Alles in allem sehr unglücklich bei einem Produkt, das viele Jahre lang für Freude sorgen soll. Da wartet der Verbraucher doch lieber noch einige Monate ab und prüft, ob die nächste Neuheitenwelle nicht noch attraktiver ist. Das sind Sitten wie in der Computerbranche und tragen sicher nicht dazu bei, das "Haben wollen"-Gen im Verbraucher nachhaltig anzuregen. Küchen sind ein auf Langfristigkeit angelegtes Investitionsgut und haben mit kurzfristig drehenden Produkten wie Computern in etwa so viel zu tun wie Shakespeare mit den Gloria-Romanen vom Kiosk.
Bei den Herbstmessen fiel auf: Eine grifflose Küche reiht sich an die nächste. Jede für sich hübsch, keine Frage, aber selbst bei wohlwollender Grundhaltung fällt es schwer, jeder grifflosen Variante mit ehrfurchtsvollem Staunen des noch nie Dagewesenen zu begegnen. Und da Geräte und andere Küchenbestandteile ebenfalls bevorzugt mit bündiger Oberfläche glänzen, blickt der Kücheninteressierte auf uniforme Flächen. Da polarisiert nichts, da differenziert wenig. Dass Ausnahmen die Regel bestätigen, trifft auch in diesem überspitzt formulierten Beispiel zu.
Woher rührt diese Art Einheitsdesign? Trifft es wirklich ausnahmslos unser aller Geschmack? Oder bleibt beim gefühlten Zwang zur jährlichen Neuheitenrallye viel zu wenig Zeit, um sich um wirklich neue und innovative Konzepte zu kümmern, sodass bereits ein neuer Farbton oder der Wechsel von Hochglanz zum Mattlack als Trend ausgerufen wird?
Die Mehrheit der Küchenbranche möchte eine wertige Vermarktung. Eine solche benötigt einen angemessenen Rahmen. Produkte brauchen Zeit, um im Handel und beim Verbraucher anzukommen. Neue Ideen und Konzepte ebenfalls. Manchmal zwei Jahre, manchmal auch drei.

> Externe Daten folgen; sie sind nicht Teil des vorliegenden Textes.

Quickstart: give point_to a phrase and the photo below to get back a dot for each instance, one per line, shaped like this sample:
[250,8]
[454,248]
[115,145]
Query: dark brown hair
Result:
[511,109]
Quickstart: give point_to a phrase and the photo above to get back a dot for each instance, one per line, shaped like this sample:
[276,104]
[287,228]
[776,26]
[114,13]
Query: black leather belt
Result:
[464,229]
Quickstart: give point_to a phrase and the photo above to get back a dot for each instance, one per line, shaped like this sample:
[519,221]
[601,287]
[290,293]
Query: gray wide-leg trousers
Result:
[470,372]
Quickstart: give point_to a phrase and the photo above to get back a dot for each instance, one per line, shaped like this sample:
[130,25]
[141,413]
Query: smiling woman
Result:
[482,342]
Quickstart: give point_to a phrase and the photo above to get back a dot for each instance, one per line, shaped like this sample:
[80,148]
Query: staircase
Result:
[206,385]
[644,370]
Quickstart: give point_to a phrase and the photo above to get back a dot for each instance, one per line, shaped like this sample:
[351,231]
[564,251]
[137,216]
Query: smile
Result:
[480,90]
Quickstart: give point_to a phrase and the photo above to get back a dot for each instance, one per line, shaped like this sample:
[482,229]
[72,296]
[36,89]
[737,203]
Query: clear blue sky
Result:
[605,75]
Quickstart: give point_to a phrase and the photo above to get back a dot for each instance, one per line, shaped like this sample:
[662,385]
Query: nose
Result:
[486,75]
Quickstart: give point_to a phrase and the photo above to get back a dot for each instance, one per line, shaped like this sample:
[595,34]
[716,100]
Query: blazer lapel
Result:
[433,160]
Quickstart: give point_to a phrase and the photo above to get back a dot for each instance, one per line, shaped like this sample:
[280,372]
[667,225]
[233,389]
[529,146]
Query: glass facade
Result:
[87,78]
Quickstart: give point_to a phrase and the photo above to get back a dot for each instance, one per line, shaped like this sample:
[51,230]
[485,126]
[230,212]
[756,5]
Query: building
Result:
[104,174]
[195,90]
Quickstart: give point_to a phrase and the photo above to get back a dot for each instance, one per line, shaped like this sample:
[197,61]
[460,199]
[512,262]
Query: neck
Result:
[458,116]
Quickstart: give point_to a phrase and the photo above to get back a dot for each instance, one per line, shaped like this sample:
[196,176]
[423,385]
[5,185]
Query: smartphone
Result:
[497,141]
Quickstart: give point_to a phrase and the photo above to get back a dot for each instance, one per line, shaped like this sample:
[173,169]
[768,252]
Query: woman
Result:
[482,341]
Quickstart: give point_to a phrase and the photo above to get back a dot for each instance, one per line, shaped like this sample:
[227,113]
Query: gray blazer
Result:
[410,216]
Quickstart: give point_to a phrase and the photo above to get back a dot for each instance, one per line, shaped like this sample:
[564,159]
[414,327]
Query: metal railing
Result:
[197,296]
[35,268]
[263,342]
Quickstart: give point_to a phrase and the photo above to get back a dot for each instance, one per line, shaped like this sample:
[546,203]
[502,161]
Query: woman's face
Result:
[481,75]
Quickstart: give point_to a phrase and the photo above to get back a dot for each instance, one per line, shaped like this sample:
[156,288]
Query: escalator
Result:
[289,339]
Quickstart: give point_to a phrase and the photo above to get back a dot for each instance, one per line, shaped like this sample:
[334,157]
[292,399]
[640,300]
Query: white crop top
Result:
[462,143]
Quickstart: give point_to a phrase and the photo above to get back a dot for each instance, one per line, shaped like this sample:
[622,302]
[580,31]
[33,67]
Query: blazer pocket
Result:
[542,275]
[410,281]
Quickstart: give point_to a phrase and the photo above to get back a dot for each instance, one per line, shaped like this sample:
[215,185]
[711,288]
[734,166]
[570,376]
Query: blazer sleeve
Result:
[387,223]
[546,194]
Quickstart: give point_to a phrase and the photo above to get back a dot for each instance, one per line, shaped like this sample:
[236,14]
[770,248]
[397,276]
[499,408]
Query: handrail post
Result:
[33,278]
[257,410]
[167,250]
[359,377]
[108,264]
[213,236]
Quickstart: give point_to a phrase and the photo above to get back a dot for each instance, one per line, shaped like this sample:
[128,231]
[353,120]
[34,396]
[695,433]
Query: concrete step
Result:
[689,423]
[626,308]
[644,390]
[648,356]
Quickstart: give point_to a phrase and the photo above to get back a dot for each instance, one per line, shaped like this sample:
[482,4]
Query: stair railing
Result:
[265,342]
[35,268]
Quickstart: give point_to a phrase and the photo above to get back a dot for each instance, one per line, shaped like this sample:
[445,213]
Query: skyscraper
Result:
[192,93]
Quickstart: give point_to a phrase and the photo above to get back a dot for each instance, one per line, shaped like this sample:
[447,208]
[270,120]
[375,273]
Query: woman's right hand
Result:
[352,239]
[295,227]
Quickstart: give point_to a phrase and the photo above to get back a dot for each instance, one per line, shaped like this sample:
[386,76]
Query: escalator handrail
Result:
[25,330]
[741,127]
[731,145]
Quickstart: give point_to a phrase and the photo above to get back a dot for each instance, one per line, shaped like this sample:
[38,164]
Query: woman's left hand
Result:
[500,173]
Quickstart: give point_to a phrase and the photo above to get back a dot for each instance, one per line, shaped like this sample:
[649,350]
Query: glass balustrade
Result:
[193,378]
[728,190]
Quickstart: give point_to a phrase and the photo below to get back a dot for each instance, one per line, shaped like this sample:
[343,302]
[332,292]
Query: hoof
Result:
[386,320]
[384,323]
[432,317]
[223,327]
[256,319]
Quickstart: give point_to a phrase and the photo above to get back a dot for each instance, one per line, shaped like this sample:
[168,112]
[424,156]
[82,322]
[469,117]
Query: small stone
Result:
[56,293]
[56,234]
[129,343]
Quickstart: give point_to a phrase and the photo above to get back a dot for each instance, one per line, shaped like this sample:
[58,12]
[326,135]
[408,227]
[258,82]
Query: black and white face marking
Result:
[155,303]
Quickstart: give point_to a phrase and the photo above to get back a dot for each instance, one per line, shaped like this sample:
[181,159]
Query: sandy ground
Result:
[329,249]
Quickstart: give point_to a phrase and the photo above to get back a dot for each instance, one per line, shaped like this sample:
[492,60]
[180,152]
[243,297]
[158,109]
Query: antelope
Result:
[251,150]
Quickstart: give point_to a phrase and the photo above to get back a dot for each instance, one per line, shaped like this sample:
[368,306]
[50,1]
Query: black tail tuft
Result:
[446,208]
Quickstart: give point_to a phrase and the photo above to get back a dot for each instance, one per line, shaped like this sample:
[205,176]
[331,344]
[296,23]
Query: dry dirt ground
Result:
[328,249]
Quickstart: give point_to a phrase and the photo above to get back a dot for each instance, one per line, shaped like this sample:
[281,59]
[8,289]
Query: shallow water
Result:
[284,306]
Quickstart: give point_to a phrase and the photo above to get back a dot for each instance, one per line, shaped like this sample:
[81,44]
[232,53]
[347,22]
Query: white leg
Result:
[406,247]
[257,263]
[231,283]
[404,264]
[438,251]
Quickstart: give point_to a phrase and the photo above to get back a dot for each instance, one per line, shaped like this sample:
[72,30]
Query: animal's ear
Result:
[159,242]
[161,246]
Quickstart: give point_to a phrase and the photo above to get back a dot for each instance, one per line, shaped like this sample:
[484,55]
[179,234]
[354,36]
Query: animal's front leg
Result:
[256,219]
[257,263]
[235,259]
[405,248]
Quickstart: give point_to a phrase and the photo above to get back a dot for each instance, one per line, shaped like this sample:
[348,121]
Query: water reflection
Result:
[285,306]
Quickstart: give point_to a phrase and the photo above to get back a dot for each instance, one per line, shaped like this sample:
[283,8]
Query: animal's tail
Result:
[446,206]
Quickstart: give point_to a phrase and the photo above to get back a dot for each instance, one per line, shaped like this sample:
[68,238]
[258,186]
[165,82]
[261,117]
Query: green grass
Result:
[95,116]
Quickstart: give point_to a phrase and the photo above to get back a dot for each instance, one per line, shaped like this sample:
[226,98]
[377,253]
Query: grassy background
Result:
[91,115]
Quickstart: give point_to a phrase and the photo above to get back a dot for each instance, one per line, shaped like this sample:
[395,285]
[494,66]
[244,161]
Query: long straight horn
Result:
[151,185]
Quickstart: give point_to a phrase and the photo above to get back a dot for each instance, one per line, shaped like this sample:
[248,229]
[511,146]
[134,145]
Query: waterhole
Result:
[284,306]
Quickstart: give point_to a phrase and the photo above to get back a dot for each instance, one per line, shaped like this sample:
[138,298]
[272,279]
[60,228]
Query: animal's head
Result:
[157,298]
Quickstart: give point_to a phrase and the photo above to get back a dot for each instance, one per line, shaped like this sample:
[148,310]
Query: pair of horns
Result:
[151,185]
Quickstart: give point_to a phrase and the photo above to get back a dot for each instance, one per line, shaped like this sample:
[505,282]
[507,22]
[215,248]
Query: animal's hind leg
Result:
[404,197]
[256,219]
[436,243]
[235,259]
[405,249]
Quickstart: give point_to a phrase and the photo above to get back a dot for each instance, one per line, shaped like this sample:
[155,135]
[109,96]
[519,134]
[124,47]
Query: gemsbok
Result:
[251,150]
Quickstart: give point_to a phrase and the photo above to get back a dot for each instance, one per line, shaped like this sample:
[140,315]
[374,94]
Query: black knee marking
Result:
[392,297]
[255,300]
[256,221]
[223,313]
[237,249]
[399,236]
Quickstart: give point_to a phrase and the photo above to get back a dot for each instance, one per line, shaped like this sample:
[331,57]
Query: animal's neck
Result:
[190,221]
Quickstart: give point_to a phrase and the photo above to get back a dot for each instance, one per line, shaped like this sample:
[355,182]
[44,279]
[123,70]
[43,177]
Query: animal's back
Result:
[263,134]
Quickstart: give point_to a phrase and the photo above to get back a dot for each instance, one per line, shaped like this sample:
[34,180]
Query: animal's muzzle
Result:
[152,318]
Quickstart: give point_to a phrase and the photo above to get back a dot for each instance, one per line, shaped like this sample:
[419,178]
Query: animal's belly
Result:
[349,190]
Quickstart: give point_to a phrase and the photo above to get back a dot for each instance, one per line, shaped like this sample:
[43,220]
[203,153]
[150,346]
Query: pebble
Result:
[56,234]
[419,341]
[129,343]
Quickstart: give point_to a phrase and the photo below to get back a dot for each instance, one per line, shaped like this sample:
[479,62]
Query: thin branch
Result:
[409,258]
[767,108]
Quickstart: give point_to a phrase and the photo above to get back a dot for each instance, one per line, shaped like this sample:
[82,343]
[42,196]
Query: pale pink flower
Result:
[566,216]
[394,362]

Es scheint dringender denn je geboten, die aktuelle Neuheiten- und Messepolitik kritisch zu überdenken. Eine mögliche Lösung: Alle zwei Jahre eine wirkliche Neuheiten- und Trendschau für das Gesamtprodukt Küche auf einer internationalen und in den Medien inszenierten Küchenmesse in Köln, garniert mit Hausausstellungen und regionalen/nationalen Fachmessen zur Kundenpflege und für die Präsentation von Ergänzungen in Details - je nach Firmenphilosophie und Geldbeutel entweder jährlich oder alle zwei Jahre im Wechsel zur Kölner Küchenmesse. Wenn Du es eilig hast, gehe langsam.